Relevance requires a Dalai Lama who is cognizant of the world, as it is experienced by those in the world; that means, by those outside his sheltering entourage. Heretofore, “justice” has been virtually indistinguishable from vengeance. Though it is all too human for injured parties to seek retaliation, this but perpetuates the cycle of pain. Real justice involves preventing the recurrence of conditions which facilitate wrong-doing. In the present instance, this could mean acknowledging the incompatibility of diverse “life styles” or cultures, and permanently separating predator from prey.
It is singularly unhelpful to be reminded that we all desire happiness when it needs be recognized that some people have accepted the necessity of study and work as the path to bliss, whereas others have chosen to seek out such “short-cuts” as deceit, theft, and violence. Petty criminals are commonly imprisoned, but the Master Criminals of the Middle East’s most powerful state — together with their Fifth Column of investment brokers, media moguls, et al., throughout the world — are lionized as virtual Gods on Earth. Their repeatedly stated goal, viz., the enslavement of all outside their “faith,” is conspicuously ignored by their puppets in the press and U.S. Congress.
The purpose of Hell, in the Buddhist view, is not “punishment,” but correction and rehabilitation. By compelling the predators to live apart, i.e., by depriving them of any prey but their fellow predators, it might seem that the sole intent is to inflict pain.

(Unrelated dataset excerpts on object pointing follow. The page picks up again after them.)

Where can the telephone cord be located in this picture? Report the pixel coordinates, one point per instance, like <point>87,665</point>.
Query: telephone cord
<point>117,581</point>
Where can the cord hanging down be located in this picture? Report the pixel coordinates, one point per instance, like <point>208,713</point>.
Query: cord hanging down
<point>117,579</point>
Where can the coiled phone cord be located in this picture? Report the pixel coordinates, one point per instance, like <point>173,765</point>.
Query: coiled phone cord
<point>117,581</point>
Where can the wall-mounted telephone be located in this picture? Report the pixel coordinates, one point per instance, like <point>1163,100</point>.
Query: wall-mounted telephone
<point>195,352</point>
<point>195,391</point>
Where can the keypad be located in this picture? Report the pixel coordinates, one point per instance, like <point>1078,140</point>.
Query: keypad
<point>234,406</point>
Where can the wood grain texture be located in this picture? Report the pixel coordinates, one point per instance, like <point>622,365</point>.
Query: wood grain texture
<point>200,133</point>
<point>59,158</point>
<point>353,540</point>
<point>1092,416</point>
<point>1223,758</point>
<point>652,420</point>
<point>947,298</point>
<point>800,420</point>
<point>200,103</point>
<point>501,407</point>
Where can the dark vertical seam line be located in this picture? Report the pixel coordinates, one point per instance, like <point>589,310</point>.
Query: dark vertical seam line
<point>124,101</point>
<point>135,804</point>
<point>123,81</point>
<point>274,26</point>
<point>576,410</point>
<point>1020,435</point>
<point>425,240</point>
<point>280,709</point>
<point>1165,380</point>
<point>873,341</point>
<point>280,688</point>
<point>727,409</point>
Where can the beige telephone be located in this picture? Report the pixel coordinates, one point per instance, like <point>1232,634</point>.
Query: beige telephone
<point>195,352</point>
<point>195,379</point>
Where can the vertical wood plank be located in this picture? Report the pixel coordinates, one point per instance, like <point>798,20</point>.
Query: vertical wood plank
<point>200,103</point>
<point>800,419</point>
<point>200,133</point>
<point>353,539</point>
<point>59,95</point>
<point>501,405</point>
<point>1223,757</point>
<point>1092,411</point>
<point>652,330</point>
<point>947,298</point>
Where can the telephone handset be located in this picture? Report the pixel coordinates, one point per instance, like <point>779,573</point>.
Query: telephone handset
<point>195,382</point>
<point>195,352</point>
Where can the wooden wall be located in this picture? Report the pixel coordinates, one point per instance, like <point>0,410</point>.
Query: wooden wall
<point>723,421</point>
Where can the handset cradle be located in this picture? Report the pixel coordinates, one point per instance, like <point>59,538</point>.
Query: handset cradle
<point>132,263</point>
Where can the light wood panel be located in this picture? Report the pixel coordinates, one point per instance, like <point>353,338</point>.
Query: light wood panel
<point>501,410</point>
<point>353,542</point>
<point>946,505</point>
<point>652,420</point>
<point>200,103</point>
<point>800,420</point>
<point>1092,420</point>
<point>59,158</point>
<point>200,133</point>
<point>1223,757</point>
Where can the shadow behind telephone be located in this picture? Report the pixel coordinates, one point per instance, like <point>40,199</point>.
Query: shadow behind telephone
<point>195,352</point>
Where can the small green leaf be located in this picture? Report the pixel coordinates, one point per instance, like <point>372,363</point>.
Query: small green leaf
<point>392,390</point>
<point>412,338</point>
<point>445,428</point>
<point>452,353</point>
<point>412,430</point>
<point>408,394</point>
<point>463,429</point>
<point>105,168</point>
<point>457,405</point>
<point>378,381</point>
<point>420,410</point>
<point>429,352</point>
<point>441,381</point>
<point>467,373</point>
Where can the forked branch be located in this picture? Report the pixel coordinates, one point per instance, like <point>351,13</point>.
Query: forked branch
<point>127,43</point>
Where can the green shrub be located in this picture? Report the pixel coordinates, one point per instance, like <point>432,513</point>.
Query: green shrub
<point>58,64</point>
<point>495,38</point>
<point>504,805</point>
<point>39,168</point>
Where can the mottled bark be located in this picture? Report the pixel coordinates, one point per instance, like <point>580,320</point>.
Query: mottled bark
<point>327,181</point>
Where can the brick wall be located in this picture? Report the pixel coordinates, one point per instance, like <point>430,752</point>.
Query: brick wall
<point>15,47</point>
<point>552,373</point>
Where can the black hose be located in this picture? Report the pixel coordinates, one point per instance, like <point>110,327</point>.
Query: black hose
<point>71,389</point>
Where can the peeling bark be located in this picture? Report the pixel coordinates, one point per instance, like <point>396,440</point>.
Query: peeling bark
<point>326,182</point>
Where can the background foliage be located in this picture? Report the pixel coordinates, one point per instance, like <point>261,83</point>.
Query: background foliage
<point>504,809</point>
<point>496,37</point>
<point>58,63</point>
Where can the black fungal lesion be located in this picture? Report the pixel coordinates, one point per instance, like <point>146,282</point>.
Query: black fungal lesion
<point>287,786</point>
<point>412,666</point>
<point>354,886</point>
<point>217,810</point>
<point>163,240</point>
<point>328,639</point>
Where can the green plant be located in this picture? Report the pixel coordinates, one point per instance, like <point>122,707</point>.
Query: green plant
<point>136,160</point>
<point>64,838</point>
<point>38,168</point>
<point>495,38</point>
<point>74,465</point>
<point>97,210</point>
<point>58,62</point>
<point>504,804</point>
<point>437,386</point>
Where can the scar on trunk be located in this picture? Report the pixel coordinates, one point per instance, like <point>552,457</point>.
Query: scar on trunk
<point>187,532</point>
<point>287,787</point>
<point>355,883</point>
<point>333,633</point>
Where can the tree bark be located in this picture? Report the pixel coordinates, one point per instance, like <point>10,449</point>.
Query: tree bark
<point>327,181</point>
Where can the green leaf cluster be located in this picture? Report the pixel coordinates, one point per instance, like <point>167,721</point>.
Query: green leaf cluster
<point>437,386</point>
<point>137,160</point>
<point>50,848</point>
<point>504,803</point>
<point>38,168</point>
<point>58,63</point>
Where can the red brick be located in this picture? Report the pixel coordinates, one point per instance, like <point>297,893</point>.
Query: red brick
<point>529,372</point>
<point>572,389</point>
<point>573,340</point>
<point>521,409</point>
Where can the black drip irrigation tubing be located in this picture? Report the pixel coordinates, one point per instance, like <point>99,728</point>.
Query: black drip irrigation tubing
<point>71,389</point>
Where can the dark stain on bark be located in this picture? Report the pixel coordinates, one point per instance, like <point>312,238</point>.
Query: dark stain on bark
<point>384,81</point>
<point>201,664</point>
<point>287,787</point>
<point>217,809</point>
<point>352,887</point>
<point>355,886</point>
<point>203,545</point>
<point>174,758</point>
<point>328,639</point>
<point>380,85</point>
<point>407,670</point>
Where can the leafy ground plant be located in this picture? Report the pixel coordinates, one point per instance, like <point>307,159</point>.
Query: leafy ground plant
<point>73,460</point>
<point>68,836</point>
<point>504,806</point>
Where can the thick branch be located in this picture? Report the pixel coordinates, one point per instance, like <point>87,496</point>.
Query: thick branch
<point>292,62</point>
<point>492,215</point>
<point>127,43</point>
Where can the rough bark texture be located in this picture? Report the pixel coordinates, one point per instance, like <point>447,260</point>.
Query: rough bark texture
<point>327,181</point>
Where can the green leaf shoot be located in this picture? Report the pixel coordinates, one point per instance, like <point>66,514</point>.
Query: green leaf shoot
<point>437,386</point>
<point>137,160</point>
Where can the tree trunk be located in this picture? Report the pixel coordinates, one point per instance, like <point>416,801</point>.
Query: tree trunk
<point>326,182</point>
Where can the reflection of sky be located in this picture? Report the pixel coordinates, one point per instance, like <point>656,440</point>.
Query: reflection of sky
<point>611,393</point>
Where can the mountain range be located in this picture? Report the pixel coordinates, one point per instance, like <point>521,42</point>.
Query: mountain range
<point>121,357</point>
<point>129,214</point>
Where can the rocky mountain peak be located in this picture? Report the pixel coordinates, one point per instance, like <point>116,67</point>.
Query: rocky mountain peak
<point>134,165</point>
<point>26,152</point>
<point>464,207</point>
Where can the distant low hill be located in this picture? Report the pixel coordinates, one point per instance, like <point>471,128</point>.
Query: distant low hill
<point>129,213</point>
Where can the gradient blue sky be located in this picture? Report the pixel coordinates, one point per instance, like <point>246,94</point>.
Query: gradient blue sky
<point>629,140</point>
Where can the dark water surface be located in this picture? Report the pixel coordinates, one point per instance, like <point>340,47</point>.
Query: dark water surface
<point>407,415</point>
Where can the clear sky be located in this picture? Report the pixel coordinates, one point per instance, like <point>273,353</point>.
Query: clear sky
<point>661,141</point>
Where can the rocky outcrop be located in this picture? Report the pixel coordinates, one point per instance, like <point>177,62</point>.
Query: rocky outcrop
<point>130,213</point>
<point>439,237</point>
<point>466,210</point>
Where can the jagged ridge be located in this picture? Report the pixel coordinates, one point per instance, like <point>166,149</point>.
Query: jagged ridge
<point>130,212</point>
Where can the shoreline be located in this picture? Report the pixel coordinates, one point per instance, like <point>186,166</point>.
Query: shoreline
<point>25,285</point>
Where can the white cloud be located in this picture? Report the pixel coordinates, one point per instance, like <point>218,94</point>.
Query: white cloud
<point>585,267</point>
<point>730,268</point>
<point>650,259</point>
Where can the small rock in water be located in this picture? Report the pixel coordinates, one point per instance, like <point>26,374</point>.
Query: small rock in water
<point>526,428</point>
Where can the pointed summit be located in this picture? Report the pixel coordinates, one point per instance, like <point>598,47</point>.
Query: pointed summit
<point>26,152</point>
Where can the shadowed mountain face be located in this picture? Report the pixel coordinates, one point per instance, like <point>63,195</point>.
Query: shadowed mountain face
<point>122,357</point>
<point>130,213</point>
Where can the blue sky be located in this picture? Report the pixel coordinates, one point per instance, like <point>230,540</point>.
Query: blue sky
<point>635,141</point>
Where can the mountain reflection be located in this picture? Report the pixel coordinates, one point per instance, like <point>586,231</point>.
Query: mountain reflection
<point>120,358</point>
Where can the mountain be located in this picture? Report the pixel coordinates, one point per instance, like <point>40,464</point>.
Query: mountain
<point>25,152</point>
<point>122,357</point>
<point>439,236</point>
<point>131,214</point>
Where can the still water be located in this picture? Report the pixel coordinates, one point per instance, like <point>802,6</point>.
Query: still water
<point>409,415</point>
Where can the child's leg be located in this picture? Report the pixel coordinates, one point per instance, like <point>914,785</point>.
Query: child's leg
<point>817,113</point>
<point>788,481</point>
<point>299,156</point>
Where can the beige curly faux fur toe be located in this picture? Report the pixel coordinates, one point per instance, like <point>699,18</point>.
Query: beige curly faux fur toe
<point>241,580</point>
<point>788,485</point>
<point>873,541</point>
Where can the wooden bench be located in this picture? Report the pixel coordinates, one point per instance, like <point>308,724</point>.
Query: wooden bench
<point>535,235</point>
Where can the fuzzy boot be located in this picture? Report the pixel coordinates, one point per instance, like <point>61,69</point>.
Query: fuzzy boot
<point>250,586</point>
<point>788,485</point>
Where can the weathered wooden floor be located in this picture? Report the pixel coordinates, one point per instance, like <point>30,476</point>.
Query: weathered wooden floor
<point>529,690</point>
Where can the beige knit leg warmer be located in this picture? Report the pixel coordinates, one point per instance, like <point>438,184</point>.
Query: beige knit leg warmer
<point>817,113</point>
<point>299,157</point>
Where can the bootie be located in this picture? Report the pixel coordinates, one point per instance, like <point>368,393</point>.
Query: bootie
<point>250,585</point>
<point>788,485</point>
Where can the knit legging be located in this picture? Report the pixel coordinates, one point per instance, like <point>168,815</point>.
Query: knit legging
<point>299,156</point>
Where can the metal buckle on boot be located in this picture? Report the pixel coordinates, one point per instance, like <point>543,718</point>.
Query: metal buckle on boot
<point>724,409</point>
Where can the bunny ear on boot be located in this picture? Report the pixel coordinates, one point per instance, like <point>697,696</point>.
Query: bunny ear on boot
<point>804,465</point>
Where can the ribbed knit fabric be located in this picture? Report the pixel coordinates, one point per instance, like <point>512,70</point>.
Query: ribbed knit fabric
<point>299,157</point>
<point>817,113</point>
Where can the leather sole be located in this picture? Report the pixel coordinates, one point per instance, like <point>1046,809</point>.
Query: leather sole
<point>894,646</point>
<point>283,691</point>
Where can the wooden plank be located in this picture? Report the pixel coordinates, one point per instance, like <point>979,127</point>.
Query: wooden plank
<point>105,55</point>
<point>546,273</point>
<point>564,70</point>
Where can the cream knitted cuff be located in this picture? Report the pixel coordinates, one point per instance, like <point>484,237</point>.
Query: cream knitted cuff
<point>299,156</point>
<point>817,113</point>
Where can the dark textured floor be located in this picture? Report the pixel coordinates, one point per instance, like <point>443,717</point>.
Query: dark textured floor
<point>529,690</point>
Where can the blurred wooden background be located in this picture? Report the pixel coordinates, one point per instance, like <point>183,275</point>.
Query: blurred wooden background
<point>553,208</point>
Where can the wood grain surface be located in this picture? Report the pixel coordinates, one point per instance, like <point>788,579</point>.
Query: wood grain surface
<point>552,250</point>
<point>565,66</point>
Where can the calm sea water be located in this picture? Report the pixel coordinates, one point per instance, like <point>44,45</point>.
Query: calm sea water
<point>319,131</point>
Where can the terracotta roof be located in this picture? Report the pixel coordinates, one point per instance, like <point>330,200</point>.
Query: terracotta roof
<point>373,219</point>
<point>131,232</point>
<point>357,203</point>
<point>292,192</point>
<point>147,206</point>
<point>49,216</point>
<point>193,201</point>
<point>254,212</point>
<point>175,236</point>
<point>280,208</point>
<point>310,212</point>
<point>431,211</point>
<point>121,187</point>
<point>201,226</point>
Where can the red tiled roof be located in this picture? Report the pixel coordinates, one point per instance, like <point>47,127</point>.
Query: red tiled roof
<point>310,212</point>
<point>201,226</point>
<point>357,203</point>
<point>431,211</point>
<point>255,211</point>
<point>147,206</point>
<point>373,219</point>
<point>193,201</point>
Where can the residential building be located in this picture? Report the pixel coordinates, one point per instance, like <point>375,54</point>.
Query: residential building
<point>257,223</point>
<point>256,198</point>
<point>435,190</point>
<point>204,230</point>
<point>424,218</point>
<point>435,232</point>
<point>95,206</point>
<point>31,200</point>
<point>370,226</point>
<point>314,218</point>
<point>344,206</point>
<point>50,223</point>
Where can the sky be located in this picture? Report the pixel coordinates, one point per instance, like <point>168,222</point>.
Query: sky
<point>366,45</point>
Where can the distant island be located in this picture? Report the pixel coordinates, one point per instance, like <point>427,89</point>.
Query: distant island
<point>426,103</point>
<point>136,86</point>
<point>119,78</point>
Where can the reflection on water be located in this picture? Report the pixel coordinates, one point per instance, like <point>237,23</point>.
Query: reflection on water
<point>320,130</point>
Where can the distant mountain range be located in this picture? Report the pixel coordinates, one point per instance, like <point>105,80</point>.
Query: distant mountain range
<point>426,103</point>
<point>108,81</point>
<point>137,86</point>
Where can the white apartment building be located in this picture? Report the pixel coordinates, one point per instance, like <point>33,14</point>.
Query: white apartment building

But, on the contrary, a few millennia of exclusion from society might suffice to change the hearts of all but the most arrogant and vicious criminals. The scriptures tell us that all will be saved. We, who have yet to realize enlightenment, cannot know how this is to be achieved. Meanwhile, toward that end, we are obliged to do the very best that we can. Perhaps the answer is as simple as an exchange of living spaces. What if the Zionists were forced to live in Gaza, and all the Palestinians (fully armed and equipped to restrain them there) were relocated to those sunny and pleasant spaces which used to be their homeland? Such an act of love would not be judged “too tough” were it ultimately to result in socializing a people unaccustomed to thinking of the “Goyim” as their equal.
During the mid 1930s, Adolf Hitler facilitated the exodus of Ashkenazim to Palestine. Unfortunately, he did not live long enough to realize what a tragic mistake this had been. One suspects that he would have made amends! But, in seeking a solution to Zionist racism and imperialism, Buddhists too may make mistakes. Yet nothing could equal the mistake of imagining that Israel’s extermination of Palestine is not our concern.
If you agree with these sentiments, please show your appreciation in prayer for the late founder and President of the Universal Buddhist League, Rev. Tyuuzi Hasimoto of Matida (Tokyo), Japan.
If you think this article is “politically incorrect,” the author asks that you not hold anyone but Toshiyori responsible for it.